Les magasins et les entreprises ferment, le chômage explose, le PIB plonge: la Grèce, qui doit entamer cette semaine des négociations avec les banques du monde entier pour effacer une partie de sa dette, a confirmé mardi l'état de profonde récession de son économie réelle.

Sur la période juillet-septembre, et malgré l'apport de l'activité touristique en été, la chute du produit intérieur brut grec a été de 5,2% comparé à la même période de l'année 2010, selon les statistiques publiées mardi.

Ce recul, le plus important en Europe, constitue néanmoins une amélioration relative par rapport aux deux trimestres précédents, où le PIB avait plongé de respectivement 8,3% et 7,4% par rapport à 2010, selon les statistiques révisées, également publiées mardi.

Dans ce contexte dépressif, l'ouverture de négociations, jugée «urgente» par le ministère grec des Finances, entre le gouvernement et les banques en vue de l'effacement d'une partie de sa dette publique s'avère aussi délicate qu'indispensable pour espérer faire redémarrer un jour l'économie étouffée du pays.

Les discussions s'ouvriront «cette semaine», selon une source du Ministère, alors que le quotidien libéral grec Kathimérini a évoqué des négociations dès mercredi à Francfort, où est attendu d'ici vendredi le dirigeant du lobby bancaire mondial IIF, Charles Dallara.

Parallèlement, le nouveau gouvernement de coalition dirigé par l'ex-banquier central Lucas Papademos, a trois autres fers au feu: il doit obtenir mercredi un vote de confiance au parlement pour continuer la politique d'austérité et de réformes jugée nécessaire par les créanciers du pays pour maintenir leur soutien à la Grèce au bord de la faillite.
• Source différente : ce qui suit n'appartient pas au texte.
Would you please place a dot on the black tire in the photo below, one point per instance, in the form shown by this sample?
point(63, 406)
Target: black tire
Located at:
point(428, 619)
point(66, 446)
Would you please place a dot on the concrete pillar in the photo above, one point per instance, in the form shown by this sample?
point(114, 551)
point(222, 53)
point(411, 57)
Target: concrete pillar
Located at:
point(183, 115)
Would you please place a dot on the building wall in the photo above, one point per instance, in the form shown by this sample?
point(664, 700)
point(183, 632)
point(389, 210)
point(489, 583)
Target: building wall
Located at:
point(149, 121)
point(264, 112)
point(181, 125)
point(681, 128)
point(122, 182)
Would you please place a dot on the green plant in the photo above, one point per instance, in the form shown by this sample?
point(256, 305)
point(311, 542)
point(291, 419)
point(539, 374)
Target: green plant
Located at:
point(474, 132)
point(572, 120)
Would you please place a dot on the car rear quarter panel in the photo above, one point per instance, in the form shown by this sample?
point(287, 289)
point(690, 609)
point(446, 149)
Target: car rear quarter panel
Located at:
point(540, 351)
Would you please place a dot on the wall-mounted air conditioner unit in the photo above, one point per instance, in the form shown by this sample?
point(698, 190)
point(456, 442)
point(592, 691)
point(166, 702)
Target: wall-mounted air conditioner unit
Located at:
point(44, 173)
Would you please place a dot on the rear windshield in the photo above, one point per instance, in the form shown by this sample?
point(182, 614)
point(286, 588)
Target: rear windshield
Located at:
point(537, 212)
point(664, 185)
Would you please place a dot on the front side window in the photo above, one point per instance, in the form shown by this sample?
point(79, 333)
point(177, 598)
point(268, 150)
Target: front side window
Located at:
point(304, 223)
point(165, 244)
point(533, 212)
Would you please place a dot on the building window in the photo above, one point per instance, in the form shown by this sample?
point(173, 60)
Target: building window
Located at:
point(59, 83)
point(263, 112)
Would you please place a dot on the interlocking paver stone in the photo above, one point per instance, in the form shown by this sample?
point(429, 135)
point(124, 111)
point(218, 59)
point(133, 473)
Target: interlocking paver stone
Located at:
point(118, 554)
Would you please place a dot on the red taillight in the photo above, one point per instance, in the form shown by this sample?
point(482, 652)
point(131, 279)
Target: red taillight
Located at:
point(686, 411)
Il affrontera jeudi une manifestation annuelle marquant chaque 17 novembre la fin de la dictature des colonels, et devenue depuis quelques années une tribune de protestation contre les politiques d'austérité.

Enfin lundi, M. Papademos doit effectuer son premier déplacement en tant que chef de gouvernement, en se rendant à Bruxelles pour rencontrer les responsables de la Commission, qui demandent un engagement écrit de son équipe à respecter ses engagements avant le versement vital pour le pays d'une tranche de 8 milliards d'euros d'un prêt concédé en mai 2010.

Dans l'attente, les chiffres de la croissance publiés mardi «constituent un très mauvais signe pour le pays, a déclaré Angelos Tsakanikas, de l'institut patronal IOBE.

«En général, pendant l'été, avec le tourisme, la situation s'améliore» note-t-il.

«2011 sera la pire année de récession, une année perdue», ajoute-t-il. Sur l'ensemble de l'année, le gouvernement table sur une baisse du PIB de 5,5%.

Les associations de commerçants ne cessent pour leur part de dénoncer les fermetures en masse de magasins, qui se traduisent dans certains quartiers d'Athènes par des rues bordées de devantures vides, où seul le mot «enoikiazetai» (à louer) apparaît.

Sur ce sujet, l'IOBE reste prudent, car à ses yeux est aussi en cours un phénomène de «rationalisation» nécessaire de l'économie grecque, où la distribution, souvent de produits importés, prenait trop de place par rapport à la production, créatrice de valeur ajoutée.

«Il y avait trop de petits magasins, nous espérons que les structures d'entreprises seront plus saines après ce phénomène de rationalisation» a ajouté M. Tsakanikas.

L'an prochain, la récession devrait se poursuivre en Grèce pour la cinquième année consécutive, quoiqu'à un rythme plus lent. Pour 2012, «nous espérons qu'avec la mise en place des réformes et le changement de climat politique, les conditions pour la création d'un climat plus positif seront réunies», ajoute M. Tsakanikas, en tablant sur un PIB en recul «de 3% environ».

Les statistiques du chômage récemment publiées montrent également une explosion durant l'été, période d'activité en général en Grèce grâce au tourisme.

Or en août, le taux de chômage a franchi un nouveau palier à la hausse en s'établissant à 18,4% au lieu de 12,2% un an auparavant et 16,5% en juillet.

Selon des syndicalistes et des analystes, ce phénomène atteste d'un sursaut de l'économie au noir, certaines entreprises ayant recouru au travail non déclaré et dissimulé une partie de leur activité, car étouffées par la crise combinée aux mesures d'austérité.

«Il serait possible d'envisager une telle hypothèse», avance prudemment M. Tsakanikas.